Human history is intimately entwined with the use and control of fire. However, working out when our relationship with fire began and how it subsequently evolved has been notoriously difficult.

This is partly due to the incomplete nature of archaeological records, and also because fire use was fleeting, making burnt remains difficult to detect.
But our team has found evidence of the controlled use of fire by direct human ancestors—or hominins—at a site in Spain dating to 250,000 years ago. This pushes the earliest evidence of fire control in Europe back by 50,000 years. The findings have been published in Nature Scientific Reports. It is truly special to find the remains of human ancestors and fire at the same location.
There is much earlier evidence of hominins exploiting fire, but this could have taken the form of hominins taking advantage of the burning embers from a natural wildfire to cook their food. The controlled use of fire is where humans intentionally start it and then manage, say, its extent or temperature. This is what we have evidence for at the site in Spain.

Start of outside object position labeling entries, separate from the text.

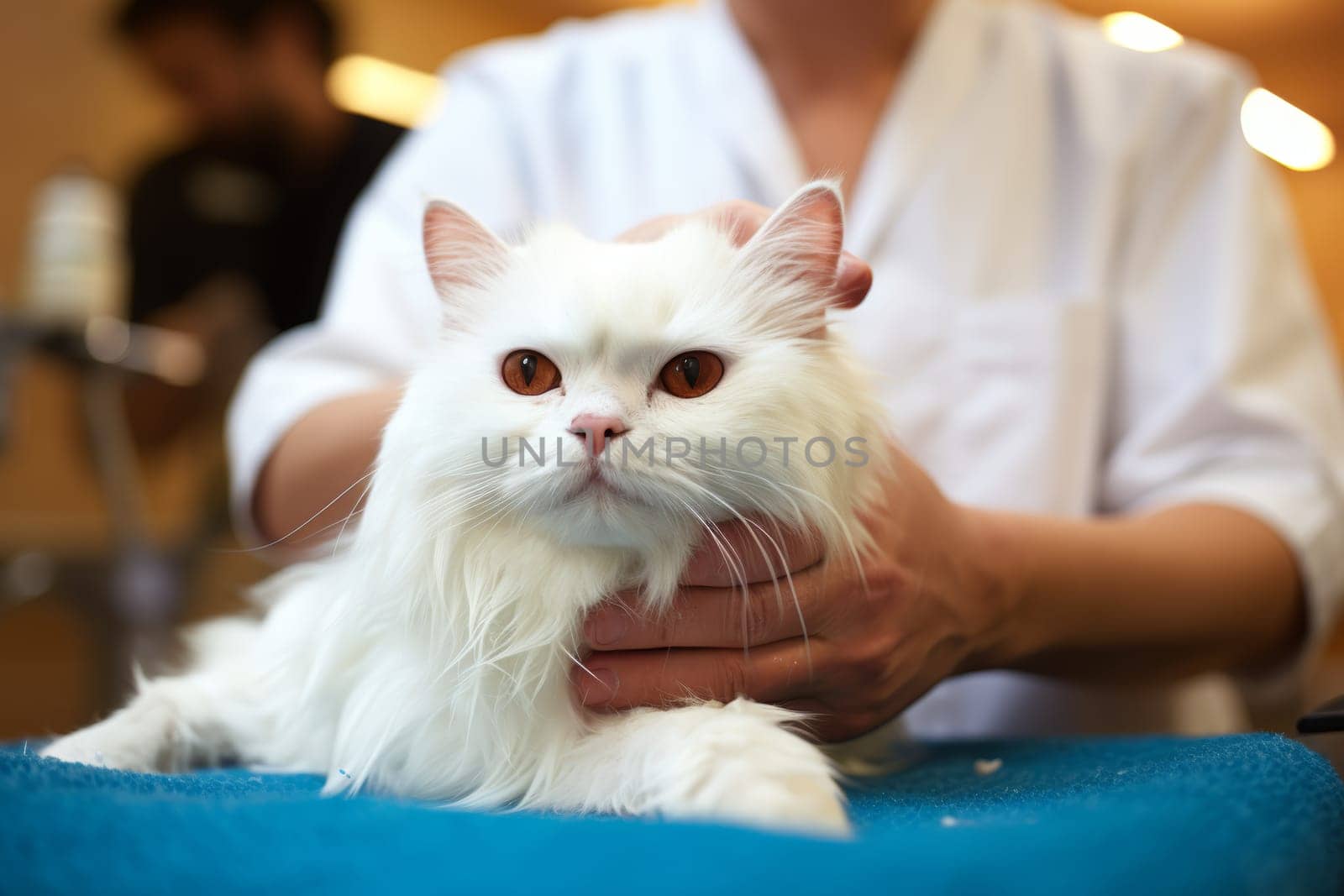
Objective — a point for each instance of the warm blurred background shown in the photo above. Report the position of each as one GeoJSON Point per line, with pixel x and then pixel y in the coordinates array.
{"type": "Point", "coordinates": [89, 566]}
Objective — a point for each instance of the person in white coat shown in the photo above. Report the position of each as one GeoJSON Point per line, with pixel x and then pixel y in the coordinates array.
{"type": "Point", "coordinates": [1089, 317]}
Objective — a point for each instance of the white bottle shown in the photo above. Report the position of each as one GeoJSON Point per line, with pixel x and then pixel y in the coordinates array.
{"type": "Point", "coordinates": [76, 265]}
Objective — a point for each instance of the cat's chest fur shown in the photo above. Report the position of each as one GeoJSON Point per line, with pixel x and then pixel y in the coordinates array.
{"type": "Point", "coordinates": [450, 661]}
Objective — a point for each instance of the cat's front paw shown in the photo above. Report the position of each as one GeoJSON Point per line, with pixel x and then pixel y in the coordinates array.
{"type": "Point", "coordinates": [749, 768]}
{"type": "Point", "coordinates": [107, 746]}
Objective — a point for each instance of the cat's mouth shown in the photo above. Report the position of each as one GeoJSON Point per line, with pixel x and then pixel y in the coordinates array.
{"type": "Point", "coordinates": [596, 484]}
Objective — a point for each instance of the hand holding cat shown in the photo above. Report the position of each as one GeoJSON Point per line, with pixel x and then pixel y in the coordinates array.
{"type": "Point", "coordinates": [924, 609]}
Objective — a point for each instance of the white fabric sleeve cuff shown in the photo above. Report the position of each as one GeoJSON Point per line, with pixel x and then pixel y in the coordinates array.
{"type": "Point", "coordinates": [297, 372]}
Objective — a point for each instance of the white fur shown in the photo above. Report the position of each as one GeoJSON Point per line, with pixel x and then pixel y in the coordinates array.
{"type": "Point", "coordinates": [430, 658]}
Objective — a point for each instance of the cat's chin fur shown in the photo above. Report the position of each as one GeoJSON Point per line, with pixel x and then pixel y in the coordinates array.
{"type": "Point", "coordinates": [432, 656]}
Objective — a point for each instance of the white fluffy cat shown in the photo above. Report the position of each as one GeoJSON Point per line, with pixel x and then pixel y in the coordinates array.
{"type": "Point", "coordinates": [430, 658]}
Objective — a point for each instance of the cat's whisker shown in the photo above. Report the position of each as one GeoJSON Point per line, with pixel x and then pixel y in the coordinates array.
{"type": "Point", "coordinates": [297, 528]}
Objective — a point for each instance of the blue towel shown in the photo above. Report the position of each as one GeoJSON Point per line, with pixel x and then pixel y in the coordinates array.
{"type": "Point", "coordinates": [1241, 815]}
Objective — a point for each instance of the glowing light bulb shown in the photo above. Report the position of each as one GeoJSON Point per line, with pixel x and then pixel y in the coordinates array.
{"type": "Point", "coordinates": [382, 89]}
{"type": "Point", "coordinates": [1136, 31]}
{"type": "Point", "coordinates": [1285, 134]}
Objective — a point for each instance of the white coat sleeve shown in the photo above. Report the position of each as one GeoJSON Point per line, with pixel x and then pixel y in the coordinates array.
{"type": "Point", "coordinates": [381, 312]}
{"type": "Point", "coordinates": [1226, 387]}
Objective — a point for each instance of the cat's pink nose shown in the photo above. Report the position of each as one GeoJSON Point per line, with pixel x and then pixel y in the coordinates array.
{"type": "Point", "coordinates": [597, 430]}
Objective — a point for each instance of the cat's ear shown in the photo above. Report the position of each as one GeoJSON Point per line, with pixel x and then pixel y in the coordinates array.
{"type": "Point", "coordinates": [461, 251]}
{"type": "Point", "coordinates": [803, 239]}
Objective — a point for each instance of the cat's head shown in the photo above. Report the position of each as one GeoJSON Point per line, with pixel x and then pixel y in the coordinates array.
{"type": "Point", "coordinates": [631, 394]}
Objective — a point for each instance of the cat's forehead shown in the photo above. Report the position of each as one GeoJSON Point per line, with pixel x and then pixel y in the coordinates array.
{"type": "Point", "coordinates": [611, 297]}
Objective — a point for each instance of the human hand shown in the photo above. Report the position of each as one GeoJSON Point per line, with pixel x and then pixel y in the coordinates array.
{"type": "Point", "coordinates": [741, 219]}
{"type": "Point", "coordinates": [853, 651]}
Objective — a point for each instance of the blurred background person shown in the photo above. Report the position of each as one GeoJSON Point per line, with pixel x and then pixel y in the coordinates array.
{"type": "Point", "coordinates": [91, 101]}
{"type": "Point", "coordinates": [232, 234]}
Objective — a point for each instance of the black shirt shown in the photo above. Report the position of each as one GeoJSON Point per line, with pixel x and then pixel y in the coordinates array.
{"type": "Point", "coordinates": [203, 212]}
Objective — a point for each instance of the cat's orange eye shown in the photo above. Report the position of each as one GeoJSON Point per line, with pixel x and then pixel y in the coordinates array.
{"type": "Point", "coordinates": [530, 372]}
{"type": "Point", "coordinates": [691, 374]}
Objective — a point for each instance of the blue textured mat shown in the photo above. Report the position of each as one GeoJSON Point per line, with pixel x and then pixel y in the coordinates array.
{"type": "Point", "coordinates": [1250, 813]}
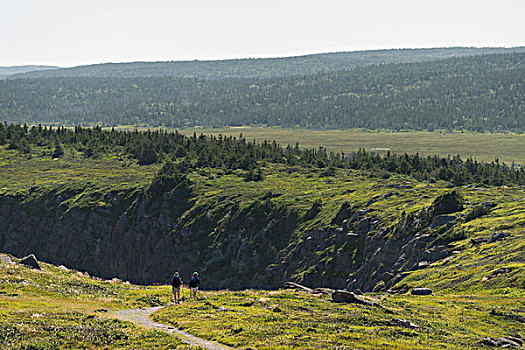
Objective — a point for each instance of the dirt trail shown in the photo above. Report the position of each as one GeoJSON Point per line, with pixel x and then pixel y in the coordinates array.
{"type": "Point", "coordinates": [141, 317]}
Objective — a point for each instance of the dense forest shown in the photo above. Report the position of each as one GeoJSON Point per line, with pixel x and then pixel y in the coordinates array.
{"type": "Point", "coordinates": [9, 71]}
{"type": "Point", "coordinates": [480, 93]}
{"type": "Point", "coordinates": [230, 153]}
{"type": "Point", "coordinates": [265, 67]}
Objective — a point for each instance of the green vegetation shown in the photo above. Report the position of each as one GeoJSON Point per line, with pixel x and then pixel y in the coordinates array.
{"type": "Point", "coordinates": [479, 93]}
{"type": "Point", "coordinates": [263, 67]}
{"type": "Point", "coordinates": [295, 320]}
{"type": "Point", "coordinates": [229, 153]}
{"type": "Point", "coordinates": [486, 147]}
{"type": "Point", "coordinates": [58, 308]}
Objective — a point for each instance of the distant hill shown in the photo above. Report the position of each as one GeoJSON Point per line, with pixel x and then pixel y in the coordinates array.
{"type": "Point", "coordinates": [8, 71]}
{"type": "Point", "coordinates": [265, 67]}
{"type": "Point", "coordinates": [481, 93]}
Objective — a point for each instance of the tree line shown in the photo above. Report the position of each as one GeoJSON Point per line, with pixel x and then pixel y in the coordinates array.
{"type": "Point", "coordinates": [479, 93]}
{"type": "Point", "coordinates": [230, 153]}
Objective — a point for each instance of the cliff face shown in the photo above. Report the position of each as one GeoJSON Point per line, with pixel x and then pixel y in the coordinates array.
{"type": "Point", "coordinates": [144, 239]}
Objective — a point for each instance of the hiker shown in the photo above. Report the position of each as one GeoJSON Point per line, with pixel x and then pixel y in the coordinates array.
{"type": "Point", "coordinates": [194, 284]}
{"type": "Point", "coordinates": [176, 283]}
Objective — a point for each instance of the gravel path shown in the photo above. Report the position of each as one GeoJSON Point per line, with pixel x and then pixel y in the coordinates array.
{"type": "Point", "coordinates": [141, 317]}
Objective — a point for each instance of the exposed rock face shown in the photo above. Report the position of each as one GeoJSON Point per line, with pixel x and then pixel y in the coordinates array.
{"type": "Point", "coordinates": [344, 296]}
{"type": "Point", "coordinates": [421, 291]}
{"type": "Point", "coordinates": [30, 261]}
{"type": "Point", "coordinates": [6, 259]}
{"type": "Point", "coordinates": [144, 239]}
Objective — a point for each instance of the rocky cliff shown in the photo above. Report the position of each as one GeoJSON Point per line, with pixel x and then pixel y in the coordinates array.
{"type": "Point", "coordinates": [143, 238]}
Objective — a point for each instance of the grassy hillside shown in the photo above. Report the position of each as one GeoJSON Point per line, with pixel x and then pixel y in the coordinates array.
{"type": "Point", "coordinates": [303, 222]}
{"type": "Point", "coordinates": [481, 146]}
{"type": "Point", "coordinates": [59, 308]}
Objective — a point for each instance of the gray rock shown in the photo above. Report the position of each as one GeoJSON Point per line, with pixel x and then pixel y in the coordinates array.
{"type": "Point", "coordinates": [6, 259]}
{"type": "Point", "coordinates": [498, 236]}
{"type": "Point", "coordinates": [403, 323]}
{"type": "Point", "coordinates": [30, 261]}
{"type": "Point", "coordinates": [344, 296]}
{"type": "Point", "coordinates": [441, 220]}
{"type": "Point", "coordinates": [421, 291]}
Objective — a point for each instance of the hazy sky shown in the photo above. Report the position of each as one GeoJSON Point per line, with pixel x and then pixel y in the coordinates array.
{"type": "Point", "coordinates": [74, 32]}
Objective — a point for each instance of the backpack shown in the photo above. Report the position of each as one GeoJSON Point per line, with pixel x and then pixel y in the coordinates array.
{"type": "Point", "coordinates": [176, 281]}
{"type": "Point", "coordinates": [193, 282]}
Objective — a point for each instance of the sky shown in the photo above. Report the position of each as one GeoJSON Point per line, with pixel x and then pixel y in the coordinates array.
{"type": "Point", "coordinates": [78, 32]}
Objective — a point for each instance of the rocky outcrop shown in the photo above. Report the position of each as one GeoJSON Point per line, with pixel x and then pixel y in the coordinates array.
{"type": "Point", "coordinates": [30, 261]}
{"type": "Point", "coordinates": [144, 238]}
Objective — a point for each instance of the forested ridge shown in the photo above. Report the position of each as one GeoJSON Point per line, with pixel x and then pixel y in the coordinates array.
{"type": "Point", "coordinates": [230, 153]}
{"type": "Point", "coordinates": [480, 93]}
{"type": "Point", "coordinates": [266, 67]}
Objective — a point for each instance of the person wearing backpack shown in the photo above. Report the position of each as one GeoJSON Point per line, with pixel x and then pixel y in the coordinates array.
{"type": "Point", "coordinates": [194, 284]}
{"type": "Point", "coordinates": [176, 283]}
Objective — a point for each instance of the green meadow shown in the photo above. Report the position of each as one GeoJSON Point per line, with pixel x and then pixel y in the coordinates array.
{"type": "Point", "coordinates": [507, 147]}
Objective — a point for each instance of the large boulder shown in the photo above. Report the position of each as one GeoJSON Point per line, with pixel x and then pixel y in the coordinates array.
{"type": "Point", "coordinates": [421, 291]}
{"type": "Point", "coordinates": [344, 296]}
{"type": "Point", "coordinates": [447, 203]}
{"type": "Point", "coordinates": [441, 220]}
{"type": "Point", "coordinates": [6, 258]}
{"type": "Point", "coordinates": [30, 261]}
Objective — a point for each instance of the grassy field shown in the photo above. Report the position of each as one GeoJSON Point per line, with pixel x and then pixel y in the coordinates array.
{"type": "Point", "coordinates": [58, 308]}
{"type": "Point", "coordinates": [507, 148]}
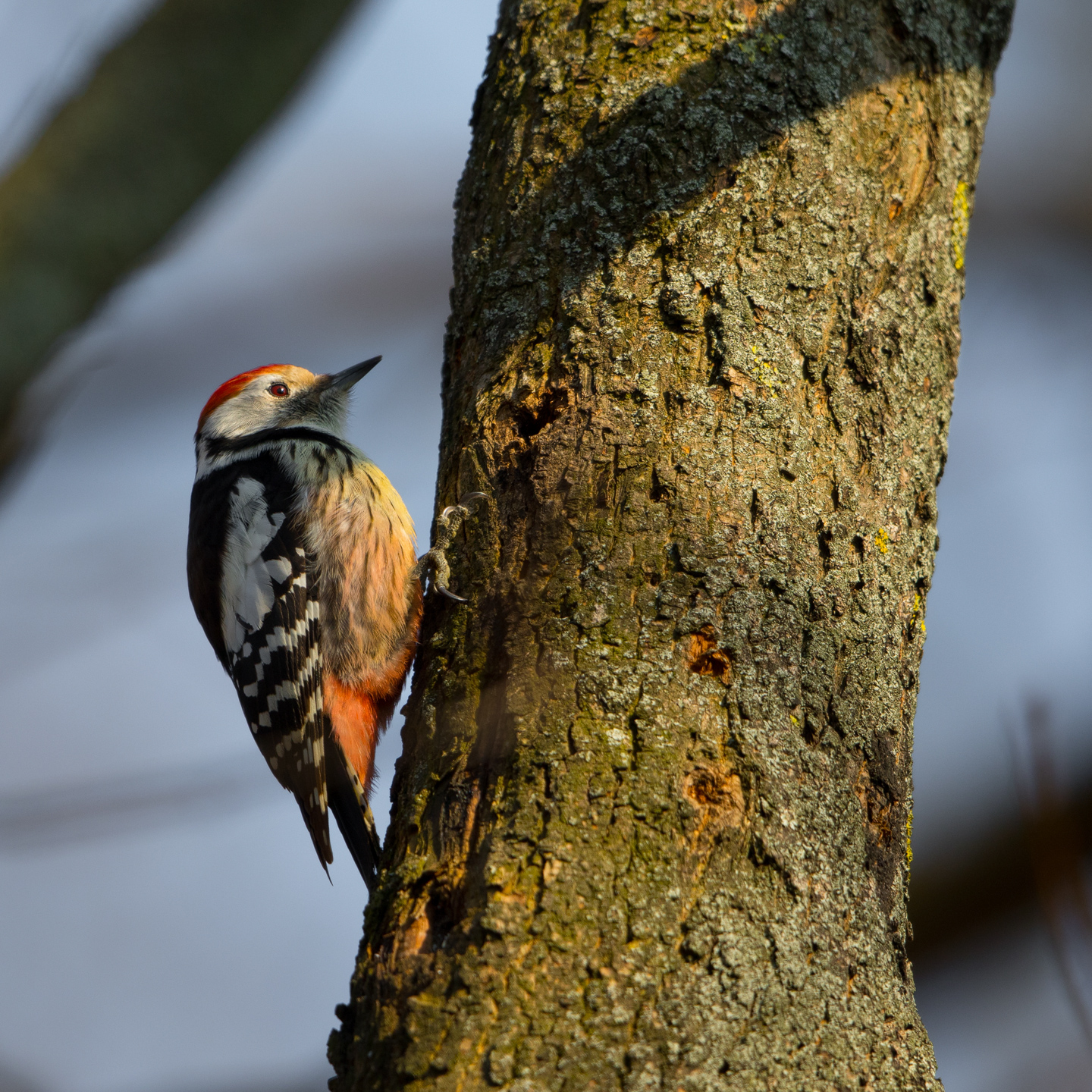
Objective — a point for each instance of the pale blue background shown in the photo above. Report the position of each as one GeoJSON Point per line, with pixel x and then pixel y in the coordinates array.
{"type": "Point", "coordinates": [199, 946]}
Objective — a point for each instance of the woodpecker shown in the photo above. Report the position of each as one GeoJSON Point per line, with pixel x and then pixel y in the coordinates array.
{"type": "Point", "coordinates": [303, 573]}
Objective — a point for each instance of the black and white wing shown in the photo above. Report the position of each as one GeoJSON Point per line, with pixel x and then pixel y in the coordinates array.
{"type": "Point", "coordinates": [257, 600]}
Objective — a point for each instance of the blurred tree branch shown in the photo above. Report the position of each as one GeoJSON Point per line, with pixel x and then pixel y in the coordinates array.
{"type": "Point", "coordinates": [166, 113]}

Much older evidence from outside Europe, which could be from humans making use of natural blazes, comes from Swartkrans cave in South Africa, where hominin remains were found with hundreds of burnt animal bones dating to between 1 and 1.5 million years ago. Burnt animal bone fragments were also identified at the 1.5 million-year-old site known as FxJj 20AB at Koobi Fora, Kenya.
Yet finding hominin artefacts and burnt bones at the same site does not in itself indicate that they coincided in time, let alone that humans were controlling fire. The path to its controlled use, is likely to have been gradual.
Fast forward almost a million years to the earliest-known clear evidence of fire made by humans: an open-air site called Gesher Benot Ya’aqov in Israel, dated to about 790,000 years ago. The evidence found at this location includes charred plants and burnt stone tools lying alongside one another.